Contrast this with somewhere like Richmond-on-Thames where there are a large number of G and H band properties but where the demand is lower, then the levy may have some impact. The result is, in Nottingham this levy raised about £2 million when the need was £14 million and the less well-off band A properties are paying for it on the whole. Do not think that there is not a solution, whilst this crisis was building up, this government was syphoning-off into central budgets many billions of pounds from business rates which has not been reinvested into local government. We are told we can get 100% business rates but they are top-slicing all of the business rates and putting it into a central budget – we are not getting the benefit of redistribution of business rates.
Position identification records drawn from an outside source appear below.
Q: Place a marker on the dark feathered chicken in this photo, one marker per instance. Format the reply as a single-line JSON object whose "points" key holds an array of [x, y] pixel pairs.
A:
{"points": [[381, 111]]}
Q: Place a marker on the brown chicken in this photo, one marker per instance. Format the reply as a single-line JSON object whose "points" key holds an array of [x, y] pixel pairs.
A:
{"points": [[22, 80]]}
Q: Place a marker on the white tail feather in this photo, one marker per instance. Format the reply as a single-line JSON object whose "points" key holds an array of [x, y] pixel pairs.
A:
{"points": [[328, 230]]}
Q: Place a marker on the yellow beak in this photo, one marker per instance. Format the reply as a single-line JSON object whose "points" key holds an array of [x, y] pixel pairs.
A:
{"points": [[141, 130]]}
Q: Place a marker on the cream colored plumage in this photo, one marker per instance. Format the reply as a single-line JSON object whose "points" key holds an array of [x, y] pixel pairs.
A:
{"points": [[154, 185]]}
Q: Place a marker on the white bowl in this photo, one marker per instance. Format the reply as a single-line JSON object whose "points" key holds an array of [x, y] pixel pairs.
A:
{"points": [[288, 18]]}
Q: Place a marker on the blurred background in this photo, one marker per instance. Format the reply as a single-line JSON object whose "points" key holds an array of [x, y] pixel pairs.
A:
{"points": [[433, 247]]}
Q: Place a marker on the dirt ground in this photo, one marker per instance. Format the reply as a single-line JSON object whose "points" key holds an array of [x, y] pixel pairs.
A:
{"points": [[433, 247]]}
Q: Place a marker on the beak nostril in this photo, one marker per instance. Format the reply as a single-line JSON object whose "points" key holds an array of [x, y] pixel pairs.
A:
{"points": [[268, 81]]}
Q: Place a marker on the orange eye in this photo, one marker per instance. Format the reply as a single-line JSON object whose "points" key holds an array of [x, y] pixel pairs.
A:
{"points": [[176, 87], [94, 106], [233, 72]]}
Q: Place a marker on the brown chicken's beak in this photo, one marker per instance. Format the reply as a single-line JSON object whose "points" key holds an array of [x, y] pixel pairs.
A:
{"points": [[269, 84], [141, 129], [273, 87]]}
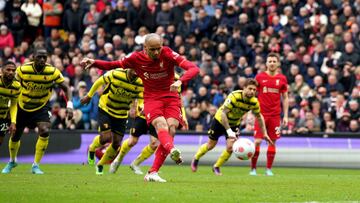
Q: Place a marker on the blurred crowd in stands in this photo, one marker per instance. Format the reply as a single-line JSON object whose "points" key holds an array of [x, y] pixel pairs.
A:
{"points": [[318, 42]]}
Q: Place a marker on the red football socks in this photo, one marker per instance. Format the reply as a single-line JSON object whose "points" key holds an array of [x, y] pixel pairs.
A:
{"points": [[255, 157], [160, 156], [166, 140], [270, 156]]}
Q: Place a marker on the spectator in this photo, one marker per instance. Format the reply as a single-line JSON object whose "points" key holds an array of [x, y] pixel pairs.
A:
{"points": [[118, 19], [73, 18], [85, 109], [6, 38], [52, 15], [163, 16], [33, 12], [354, 126]]}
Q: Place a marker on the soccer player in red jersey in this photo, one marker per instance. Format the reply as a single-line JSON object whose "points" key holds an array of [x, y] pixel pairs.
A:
{"points": [[272, 86], [162, 107]]}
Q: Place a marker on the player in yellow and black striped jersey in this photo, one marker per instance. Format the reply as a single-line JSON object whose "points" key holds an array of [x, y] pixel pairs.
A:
{"points": [[9, 93], [140, 128], [37, 79], [226, 121], [123, 87]]}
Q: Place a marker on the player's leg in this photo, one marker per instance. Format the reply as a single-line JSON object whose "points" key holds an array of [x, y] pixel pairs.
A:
{"points": [[214, 133], [118, 127], [41, 145], [140, 127], [4, 127], [110, 153], [14, 141], [175, 153], [273, 126], [160, 156], [155, 111], [258, 136], [225, 155], [146, 152], [104, 136]]}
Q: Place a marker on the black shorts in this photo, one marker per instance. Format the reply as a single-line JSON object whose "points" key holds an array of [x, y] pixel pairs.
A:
{"points": [[217, 129], [4, 126], [31, 119], [140, 127], [110, 123]]}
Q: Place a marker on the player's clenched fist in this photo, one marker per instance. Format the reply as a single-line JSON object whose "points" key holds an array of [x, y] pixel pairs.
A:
{"points": [[175, 86], [86, 63]]}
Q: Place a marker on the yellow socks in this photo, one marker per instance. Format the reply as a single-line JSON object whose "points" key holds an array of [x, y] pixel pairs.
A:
{"points": [[108, 156], [146, 152], [125, 148], [40, 148], [95, 144], [201, 151], [13, 149], [225, 155]]}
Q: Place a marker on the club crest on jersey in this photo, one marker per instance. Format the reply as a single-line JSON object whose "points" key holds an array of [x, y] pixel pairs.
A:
{"points": [[146, 75]]}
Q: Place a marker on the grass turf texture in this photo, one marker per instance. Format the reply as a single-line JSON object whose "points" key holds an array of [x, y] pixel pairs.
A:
{"points": [[78, 183]]}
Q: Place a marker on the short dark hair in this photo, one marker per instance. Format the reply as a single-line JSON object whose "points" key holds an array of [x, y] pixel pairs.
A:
{"points": [[9, 63], [273, 54], [39, 48], [251, 81]]}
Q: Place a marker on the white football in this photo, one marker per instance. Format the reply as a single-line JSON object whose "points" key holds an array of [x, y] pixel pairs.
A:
{"points": [[243, 149]]}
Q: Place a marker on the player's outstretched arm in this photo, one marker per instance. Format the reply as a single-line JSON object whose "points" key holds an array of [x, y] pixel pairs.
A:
{"points": [[191, 70], [69, 105], [87, 63], [261, 121], [13, 114], [225, 123], [285, 97], [97, 84]]}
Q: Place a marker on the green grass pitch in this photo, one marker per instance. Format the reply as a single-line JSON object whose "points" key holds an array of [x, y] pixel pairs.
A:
{"points": [[78, 183]]}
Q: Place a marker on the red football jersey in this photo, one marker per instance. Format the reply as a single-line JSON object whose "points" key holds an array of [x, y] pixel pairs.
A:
{"points": [[269, 93], [157, 75]]}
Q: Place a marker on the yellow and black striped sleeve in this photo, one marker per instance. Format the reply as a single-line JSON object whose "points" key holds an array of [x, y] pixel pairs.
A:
{"points": [[59, 78], [97, 84]]}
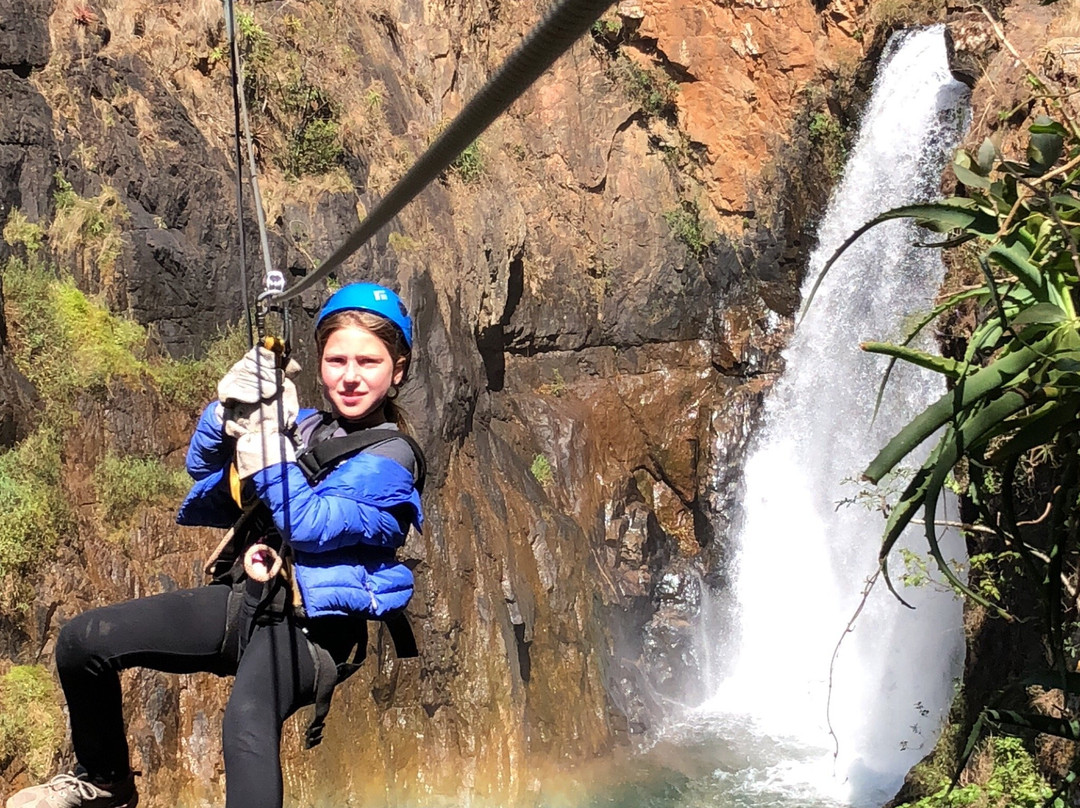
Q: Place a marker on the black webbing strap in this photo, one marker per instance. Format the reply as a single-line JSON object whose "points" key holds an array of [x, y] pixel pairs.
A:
{"points": [[325, 682], [320, 458]]}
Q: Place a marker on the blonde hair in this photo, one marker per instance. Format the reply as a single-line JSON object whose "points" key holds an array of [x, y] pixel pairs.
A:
{"points": [[391, 337]]}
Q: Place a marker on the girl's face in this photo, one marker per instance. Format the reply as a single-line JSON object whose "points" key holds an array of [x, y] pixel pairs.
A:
{"points": [[356, 371]]}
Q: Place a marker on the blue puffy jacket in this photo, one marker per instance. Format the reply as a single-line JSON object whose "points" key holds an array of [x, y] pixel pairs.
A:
{"points": [[342, 530]]}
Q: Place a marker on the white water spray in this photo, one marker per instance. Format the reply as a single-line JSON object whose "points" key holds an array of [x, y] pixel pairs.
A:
{"points": [[804, 561]]}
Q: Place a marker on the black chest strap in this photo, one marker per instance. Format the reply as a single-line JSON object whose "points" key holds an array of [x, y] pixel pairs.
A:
{"points": [[319, 459]]}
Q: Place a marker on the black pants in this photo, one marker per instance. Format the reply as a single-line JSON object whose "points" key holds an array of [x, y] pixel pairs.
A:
{"points": [[183, 632]]}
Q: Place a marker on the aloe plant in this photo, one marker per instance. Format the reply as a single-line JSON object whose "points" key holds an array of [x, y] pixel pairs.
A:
{"points": [[1016, 388]]}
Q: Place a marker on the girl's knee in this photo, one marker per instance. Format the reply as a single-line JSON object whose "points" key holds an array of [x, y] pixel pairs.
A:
{"points": [[77, 641]]}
This business rates surplus is expected to increase by £2.4 billion next year, we are not talking about the total surplus, which is far more, we are just talking about the increase in the totality of the surplus for next year. At the same time, if we were to use that, we could also abolish the 2% levy which is fundamentally unfair. So, we will be joining our friends in Unison and we will be writing to the Chancellor to suggest this. We will also be briefing our MPs, government has shown complacency and incompetence in this area and they have wasted NHS resources by under-funding adult social care. It is not only us, but their own Conservative MPs who recognise the problem, this is the way in which the government, if it takes this option can redeem itself, and I look forward to a cross-party approach in this Chamber to what is probably the most urgent problem facing the city at this time.

 

I will end by quoting the King’s Fund, the independent health research agency, ‘there is no more burning injustice today than the old and disabled being denied the care they need to live within independence and dignity’. There probably is, it might have been the benefits system, they are competing for being burning injustices. Now, it is the government’s chance to do something about, now is the time for our Conservative colleagues in Nottingham to do something about it and I look forward to their support.